Peri, Talento Brut Millesimato Metodo Classico 2007, Lombardy, Italy, $30.00
Although this 100% Chardonnay sparkler is produced near the Franciacorta appellation, it is done so under the broader geographical appellation of Montenetto di Brescia. Produced using the Traditional Method, the wine showed some yeasty notes along with citrus and apple on the palate.

Bel Canto di Bellussi, Valdobbiadene Prosecco Superiore DOCG, Extra Dry, Veneto, Italy, $13.00
Purchased by the Martellozzo family in 1993, Belllusi is presently run by Enrico, the third generation in his family to work in the wine business. With a fine perlage, this wine displays red apple and floral notes on both the nose and palate. Off-dry and light, it is quite elegant.
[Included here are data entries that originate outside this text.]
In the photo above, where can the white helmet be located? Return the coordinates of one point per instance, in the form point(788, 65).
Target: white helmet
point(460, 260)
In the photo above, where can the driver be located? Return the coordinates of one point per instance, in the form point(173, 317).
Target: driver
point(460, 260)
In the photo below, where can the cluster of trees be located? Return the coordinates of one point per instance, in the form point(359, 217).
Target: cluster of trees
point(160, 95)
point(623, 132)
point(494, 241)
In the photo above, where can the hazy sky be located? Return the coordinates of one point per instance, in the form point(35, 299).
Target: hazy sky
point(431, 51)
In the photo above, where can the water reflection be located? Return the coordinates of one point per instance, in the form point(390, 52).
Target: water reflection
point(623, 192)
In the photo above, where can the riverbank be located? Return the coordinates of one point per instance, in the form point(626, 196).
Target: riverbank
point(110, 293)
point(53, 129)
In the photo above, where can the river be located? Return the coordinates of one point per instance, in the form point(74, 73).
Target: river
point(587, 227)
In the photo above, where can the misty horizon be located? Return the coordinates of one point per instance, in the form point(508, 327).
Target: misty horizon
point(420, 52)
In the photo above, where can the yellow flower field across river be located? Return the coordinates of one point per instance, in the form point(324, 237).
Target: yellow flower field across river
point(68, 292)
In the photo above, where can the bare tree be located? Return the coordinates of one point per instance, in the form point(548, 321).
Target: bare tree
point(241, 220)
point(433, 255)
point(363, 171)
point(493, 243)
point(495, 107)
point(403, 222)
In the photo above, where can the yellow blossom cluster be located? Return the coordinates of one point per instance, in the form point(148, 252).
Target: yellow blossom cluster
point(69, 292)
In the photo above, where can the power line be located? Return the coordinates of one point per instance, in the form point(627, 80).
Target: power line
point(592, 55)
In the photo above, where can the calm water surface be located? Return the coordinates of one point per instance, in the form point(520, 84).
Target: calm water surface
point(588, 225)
Ricossa, Moscato d’Asti, Piedmont, Italy, $15.00
The Ricossa Antica Casa winery dates to the 1800s when it was founded by Lorenzo Ricossa. This wine has pronounced aromas of floral, peach and honey on the nose. Its sweet palate offers fresh peaches, grapes and honey before finishing cleanly.

Campania in a Glass

The scent of freshly fermenting grapes pervaded the air. We had arrived in Avellino early on a Saturday morning and were warmly welcomed by Eliana at Mastroberardino. Harvest had just begun and things were in full swing at the winery.

Eliana showed us through the cellars where we admired large botti maturing the next generation of Taurasi. These oak vessels are much larger than the typical barrel (225 l) and impart less wood influence on the finished wine due to the limited surface area compared to the voume of wine.

Almost more art gallery than aging room, the ceilings of the cellars are adorned with beautiful frescos commissioned by Mastroberardino to depict wine-related scenes such as the marriage of Bacchus. After this tour, we watched a brief video on the winery and its history, and then Eliana brought us to the wine cellar. Again, artistic elements decorated the room, which housed old bottles of Mastroberardino wines, including bottles from 1928.

We paused to admire current bottles for sale in the winery’s retail shop before heading to Mastroberardino’s resort, Mirabella, about 30 minutes away.

Following Eliana’s Fiat in our own car, we drove through small towns and took in the view of vineyards we passed along the way. Here, we noted interesting trellising techniques with the vines trained very high.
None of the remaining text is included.